Liquid – liquid extraction behavior of V(IV) using phosphinic acids as extractants by A. Saily; S. N. Tandon (pp. 266-270).
The extraction behavior of V(IV) in the presence of Mo(VI), W(VI), U(VI), V(V), Ti(IV), Al(III), Cr(III), Fe(III), Mn(II), Zn(II) and Pb(II) has been studied using two alkylphosphinic acid extractants, Cyanex 272 and 301. The effect of various parameters, such as the nature of diluent, the type of mineral acid and the concentration of the acid, and metal ions has been investigated. The loading and recycling capacity of the extractants has been assessed.
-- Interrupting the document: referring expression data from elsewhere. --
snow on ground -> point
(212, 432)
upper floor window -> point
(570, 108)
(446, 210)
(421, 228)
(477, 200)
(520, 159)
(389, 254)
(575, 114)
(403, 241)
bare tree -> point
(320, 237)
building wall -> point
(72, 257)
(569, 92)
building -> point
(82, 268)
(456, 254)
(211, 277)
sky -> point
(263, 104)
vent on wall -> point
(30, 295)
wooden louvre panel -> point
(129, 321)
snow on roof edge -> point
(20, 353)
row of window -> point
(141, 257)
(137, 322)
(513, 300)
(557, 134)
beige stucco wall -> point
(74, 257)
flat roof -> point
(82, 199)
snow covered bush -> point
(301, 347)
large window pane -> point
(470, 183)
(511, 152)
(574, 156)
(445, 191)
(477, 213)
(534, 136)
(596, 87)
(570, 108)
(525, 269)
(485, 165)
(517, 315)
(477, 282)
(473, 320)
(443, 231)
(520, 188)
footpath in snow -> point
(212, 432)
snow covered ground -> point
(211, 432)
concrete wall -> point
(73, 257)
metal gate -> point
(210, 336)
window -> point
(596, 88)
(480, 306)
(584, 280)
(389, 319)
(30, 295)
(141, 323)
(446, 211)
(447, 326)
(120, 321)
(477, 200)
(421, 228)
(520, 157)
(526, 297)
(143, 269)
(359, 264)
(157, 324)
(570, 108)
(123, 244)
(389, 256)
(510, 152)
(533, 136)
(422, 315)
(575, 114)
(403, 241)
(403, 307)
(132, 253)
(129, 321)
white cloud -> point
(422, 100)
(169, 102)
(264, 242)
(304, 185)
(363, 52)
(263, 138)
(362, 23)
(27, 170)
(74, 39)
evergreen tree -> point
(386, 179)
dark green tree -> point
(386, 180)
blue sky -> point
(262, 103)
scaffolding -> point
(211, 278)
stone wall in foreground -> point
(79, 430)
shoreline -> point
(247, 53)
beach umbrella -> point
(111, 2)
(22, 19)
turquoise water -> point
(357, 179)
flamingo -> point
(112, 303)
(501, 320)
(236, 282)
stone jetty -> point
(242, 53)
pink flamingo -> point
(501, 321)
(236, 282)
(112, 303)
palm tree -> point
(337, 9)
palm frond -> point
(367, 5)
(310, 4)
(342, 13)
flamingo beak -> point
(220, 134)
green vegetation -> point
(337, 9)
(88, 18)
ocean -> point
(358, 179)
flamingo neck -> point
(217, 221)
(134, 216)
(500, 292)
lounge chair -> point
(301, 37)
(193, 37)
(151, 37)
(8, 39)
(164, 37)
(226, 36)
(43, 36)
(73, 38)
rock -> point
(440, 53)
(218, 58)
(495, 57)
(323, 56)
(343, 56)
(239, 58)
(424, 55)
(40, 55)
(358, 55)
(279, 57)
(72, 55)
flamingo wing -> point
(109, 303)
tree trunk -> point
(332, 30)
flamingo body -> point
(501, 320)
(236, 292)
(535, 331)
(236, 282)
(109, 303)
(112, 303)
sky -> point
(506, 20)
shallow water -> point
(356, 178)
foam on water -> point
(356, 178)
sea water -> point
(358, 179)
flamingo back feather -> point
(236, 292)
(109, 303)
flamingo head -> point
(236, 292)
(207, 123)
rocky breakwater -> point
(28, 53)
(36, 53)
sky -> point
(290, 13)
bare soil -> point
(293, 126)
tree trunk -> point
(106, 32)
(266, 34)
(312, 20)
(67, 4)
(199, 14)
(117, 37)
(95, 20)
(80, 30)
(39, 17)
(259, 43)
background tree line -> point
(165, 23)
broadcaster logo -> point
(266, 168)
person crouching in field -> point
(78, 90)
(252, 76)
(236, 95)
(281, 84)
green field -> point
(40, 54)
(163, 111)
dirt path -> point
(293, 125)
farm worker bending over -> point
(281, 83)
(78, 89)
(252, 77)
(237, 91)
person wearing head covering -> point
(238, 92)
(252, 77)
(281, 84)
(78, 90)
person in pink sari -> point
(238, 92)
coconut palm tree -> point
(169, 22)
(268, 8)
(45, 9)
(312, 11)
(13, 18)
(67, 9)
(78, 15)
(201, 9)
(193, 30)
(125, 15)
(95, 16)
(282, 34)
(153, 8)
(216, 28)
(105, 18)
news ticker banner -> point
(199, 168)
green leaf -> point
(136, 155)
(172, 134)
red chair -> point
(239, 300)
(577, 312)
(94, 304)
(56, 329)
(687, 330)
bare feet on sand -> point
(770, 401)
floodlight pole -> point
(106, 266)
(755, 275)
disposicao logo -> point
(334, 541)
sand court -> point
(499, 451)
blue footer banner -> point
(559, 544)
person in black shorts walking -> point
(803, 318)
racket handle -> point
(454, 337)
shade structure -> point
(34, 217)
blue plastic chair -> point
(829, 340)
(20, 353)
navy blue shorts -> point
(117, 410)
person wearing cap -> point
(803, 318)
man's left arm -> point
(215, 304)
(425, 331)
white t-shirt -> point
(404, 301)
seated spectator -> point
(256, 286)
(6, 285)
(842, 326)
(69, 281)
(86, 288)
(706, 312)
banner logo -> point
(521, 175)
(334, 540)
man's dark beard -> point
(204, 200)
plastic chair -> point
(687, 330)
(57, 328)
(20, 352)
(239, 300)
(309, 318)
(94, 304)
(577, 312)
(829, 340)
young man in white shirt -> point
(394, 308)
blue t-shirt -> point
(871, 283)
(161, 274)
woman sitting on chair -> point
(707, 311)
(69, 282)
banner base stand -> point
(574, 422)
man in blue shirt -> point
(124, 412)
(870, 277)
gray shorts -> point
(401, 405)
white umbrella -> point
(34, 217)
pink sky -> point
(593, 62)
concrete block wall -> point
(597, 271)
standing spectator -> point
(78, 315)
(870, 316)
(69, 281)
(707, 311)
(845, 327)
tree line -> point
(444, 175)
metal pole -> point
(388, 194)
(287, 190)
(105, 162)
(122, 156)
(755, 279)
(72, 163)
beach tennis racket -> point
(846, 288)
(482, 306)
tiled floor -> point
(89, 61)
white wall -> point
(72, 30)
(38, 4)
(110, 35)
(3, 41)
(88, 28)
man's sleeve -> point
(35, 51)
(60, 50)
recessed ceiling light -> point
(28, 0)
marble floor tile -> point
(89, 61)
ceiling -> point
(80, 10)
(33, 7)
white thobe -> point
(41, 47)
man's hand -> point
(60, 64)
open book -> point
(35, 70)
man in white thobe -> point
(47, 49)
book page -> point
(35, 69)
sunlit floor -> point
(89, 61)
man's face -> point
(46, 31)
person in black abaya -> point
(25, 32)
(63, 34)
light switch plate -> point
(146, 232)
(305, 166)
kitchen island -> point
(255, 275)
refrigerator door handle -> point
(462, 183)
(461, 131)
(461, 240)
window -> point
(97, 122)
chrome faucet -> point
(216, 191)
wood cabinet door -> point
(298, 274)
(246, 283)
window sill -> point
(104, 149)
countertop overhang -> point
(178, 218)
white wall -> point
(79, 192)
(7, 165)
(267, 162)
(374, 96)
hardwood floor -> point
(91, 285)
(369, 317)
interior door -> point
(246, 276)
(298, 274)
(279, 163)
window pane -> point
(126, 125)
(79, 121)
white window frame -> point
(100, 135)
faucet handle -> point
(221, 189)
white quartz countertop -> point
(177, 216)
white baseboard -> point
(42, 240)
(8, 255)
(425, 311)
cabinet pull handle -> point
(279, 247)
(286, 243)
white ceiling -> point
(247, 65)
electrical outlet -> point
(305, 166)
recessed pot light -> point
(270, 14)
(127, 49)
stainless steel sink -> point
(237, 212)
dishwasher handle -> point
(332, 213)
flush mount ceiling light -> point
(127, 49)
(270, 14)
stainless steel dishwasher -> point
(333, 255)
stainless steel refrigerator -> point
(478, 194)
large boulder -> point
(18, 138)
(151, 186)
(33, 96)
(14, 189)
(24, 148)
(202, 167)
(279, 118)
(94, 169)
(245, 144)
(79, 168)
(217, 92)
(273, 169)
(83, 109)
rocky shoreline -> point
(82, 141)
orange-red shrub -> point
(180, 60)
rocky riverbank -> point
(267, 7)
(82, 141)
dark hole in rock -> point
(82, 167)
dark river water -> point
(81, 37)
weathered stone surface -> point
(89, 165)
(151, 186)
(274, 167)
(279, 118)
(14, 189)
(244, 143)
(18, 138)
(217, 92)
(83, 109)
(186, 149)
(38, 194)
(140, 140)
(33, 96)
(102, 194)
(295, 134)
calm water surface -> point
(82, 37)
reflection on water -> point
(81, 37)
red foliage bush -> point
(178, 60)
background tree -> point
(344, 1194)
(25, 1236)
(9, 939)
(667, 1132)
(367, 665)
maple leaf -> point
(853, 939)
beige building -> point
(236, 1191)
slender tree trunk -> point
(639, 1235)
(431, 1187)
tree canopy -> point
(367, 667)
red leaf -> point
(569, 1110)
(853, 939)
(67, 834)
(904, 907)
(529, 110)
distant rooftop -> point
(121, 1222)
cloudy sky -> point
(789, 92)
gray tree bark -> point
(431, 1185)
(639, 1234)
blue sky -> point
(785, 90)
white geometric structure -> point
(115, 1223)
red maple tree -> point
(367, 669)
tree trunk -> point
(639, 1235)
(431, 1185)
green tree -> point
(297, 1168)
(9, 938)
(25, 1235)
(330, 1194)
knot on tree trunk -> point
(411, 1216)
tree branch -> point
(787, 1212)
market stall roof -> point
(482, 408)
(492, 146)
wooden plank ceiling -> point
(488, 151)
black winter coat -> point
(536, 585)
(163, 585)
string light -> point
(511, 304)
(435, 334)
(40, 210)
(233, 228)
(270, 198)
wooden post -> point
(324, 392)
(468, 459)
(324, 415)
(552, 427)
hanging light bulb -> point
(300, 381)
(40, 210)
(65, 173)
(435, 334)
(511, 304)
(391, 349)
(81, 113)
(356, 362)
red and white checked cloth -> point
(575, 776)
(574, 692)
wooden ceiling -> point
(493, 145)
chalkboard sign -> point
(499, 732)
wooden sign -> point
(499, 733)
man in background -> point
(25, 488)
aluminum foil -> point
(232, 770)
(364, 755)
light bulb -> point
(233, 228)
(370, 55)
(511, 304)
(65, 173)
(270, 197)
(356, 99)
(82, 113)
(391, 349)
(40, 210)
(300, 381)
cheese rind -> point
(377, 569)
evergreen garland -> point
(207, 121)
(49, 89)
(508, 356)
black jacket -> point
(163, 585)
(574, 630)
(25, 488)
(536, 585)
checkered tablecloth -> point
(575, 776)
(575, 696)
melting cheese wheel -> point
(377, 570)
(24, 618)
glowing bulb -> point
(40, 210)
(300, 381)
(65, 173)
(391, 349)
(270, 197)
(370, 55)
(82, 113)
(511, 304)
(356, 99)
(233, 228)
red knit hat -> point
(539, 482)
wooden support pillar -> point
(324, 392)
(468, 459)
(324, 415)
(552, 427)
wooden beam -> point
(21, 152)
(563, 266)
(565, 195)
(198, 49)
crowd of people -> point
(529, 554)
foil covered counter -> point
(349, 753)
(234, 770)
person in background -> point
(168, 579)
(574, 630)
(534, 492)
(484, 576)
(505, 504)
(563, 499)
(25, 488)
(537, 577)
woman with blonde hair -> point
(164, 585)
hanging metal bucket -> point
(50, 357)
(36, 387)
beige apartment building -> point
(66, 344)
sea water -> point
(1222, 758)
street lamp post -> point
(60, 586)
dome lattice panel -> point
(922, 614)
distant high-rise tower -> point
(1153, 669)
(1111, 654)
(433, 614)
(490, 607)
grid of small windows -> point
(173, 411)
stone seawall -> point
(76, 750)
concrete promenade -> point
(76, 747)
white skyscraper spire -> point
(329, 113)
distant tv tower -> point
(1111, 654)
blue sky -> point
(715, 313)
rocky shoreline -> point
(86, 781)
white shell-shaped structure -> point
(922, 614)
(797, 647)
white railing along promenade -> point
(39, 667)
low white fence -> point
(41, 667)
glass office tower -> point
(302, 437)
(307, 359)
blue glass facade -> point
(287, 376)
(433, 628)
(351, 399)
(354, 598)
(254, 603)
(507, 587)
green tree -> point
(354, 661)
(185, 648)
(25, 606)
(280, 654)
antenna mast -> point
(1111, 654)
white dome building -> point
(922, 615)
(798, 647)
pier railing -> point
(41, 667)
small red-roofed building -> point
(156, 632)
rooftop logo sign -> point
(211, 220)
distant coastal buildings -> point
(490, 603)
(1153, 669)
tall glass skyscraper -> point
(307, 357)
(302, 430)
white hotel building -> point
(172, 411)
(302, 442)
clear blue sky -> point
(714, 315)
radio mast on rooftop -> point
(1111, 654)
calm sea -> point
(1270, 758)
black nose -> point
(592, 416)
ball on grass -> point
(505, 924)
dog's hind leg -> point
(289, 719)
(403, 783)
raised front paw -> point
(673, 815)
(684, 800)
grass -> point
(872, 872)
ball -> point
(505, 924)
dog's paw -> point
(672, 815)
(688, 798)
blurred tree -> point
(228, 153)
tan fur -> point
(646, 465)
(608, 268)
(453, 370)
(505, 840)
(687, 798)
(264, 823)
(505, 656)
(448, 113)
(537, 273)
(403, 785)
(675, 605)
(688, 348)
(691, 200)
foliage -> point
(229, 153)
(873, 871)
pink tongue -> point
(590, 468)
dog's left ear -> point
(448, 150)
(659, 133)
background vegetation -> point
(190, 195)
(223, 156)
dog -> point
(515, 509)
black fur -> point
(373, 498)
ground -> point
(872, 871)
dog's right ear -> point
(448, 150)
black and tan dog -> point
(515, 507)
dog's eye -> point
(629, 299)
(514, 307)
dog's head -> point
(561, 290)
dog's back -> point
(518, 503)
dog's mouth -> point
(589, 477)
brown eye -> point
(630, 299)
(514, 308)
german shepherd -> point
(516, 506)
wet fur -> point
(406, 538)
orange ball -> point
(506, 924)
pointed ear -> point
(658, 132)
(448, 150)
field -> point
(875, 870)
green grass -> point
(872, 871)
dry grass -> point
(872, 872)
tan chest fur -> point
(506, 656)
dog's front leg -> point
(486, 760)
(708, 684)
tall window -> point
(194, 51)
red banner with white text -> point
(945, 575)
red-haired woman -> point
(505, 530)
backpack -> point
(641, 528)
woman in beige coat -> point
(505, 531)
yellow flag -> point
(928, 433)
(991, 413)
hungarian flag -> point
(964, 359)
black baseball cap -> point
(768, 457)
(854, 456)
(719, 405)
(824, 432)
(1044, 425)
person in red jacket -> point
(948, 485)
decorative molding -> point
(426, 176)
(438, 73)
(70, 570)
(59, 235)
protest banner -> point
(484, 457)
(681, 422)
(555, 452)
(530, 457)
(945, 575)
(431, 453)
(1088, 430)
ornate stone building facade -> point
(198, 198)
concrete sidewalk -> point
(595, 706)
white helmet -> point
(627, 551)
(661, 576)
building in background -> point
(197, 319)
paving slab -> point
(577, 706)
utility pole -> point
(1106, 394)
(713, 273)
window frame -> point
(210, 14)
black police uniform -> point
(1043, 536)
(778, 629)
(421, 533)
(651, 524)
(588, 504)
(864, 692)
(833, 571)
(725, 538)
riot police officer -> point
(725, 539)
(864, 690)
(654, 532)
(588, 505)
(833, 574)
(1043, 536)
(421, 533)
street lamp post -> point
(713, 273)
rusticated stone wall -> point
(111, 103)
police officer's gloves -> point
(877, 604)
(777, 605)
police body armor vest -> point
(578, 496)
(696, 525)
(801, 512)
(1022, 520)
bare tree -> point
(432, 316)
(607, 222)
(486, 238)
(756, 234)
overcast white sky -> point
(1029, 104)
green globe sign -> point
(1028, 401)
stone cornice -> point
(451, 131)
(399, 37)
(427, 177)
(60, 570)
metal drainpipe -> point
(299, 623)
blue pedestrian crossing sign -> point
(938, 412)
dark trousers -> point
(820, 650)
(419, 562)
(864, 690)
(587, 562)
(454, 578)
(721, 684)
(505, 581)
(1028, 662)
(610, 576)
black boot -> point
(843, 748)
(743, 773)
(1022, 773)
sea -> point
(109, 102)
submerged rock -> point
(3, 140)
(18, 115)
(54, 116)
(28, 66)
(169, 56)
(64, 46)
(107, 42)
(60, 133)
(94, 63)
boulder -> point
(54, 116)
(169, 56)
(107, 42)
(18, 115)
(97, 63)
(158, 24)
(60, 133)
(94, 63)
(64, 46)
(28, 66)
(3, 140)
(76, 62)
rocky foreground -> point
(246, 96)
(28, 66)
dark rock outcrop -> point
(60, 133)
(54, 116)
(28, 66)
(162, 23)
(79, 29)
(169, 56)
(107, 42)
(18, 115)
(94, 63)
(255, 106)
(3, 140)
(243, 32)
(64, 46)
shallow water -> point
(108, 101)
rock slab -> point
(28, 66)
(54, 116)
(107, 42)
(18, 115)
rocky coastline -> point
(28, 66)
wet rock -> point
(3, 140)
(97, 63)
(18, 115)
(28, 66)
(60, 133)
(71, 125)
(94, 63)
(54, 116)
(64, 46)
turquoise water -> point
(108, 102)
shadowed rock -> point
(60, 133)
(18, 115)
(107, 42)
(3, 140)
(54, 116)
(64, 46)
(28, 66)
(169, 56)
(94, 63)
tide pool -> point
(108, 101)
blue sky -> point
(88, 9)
Based on the distribution data some binary separations from V(IV) were achieved.
Determination of antimony in rain water at the nanogram level with surfactant and brilliant green by A. N. Tripathi; K. S. Patel (pp. 270-272).
A new, simple, selective and sensitive method for the spectrophotometric determination of antimony in rain water is described. It includes preconcentrating Sb with surfactants (i.e. cetylpyridinium chloride (CPC) and Triton X-100 (TX-100)) into toluene and allowing the extract to react with a dye, i.e. brilliant green (BG). The value of apparent molar absorptivity is 5.55 × 105 L-mol–1· cm–1 at λmax = 620 nm; the detection limit is 3 ng/mL Sb in rain water at 3-fold preconcentration.
Flow-injection analysis based on a membrane separation module and a bulk acoustic wave impedance sensor – determination of the volatile acidity of fermentation products by Xiaoli Su; Lihua Nie; S. Yao (pp. 272-274).
A novel flow-injection analysis (FIA) system has been developed for the rapid determination of the volatile acidity of some fermentation products like vinegars and juices. The proposed method is based on the diffusion of volatile acids, mainly acetic acid, across a PTFE gas-permeable membrane from an acid stream into an alkaline stream, and the acids trapped in the acceptor solution are determined online by a bulk acoustic wave impedance sensor based on changes in the conductivity of the solution. It exhibited a linear frequency response up to 10 mmol · L–1 acetic acid with a detection limit of 50 μmol · L–1, and the precision was better than 1% (RSD) at a through-put of 72 h–1. The effects of operating voltage for the detector, cell constant of the electrode, composition of acceptor stream, flow rates and temperature on the FIA performance were also investigated.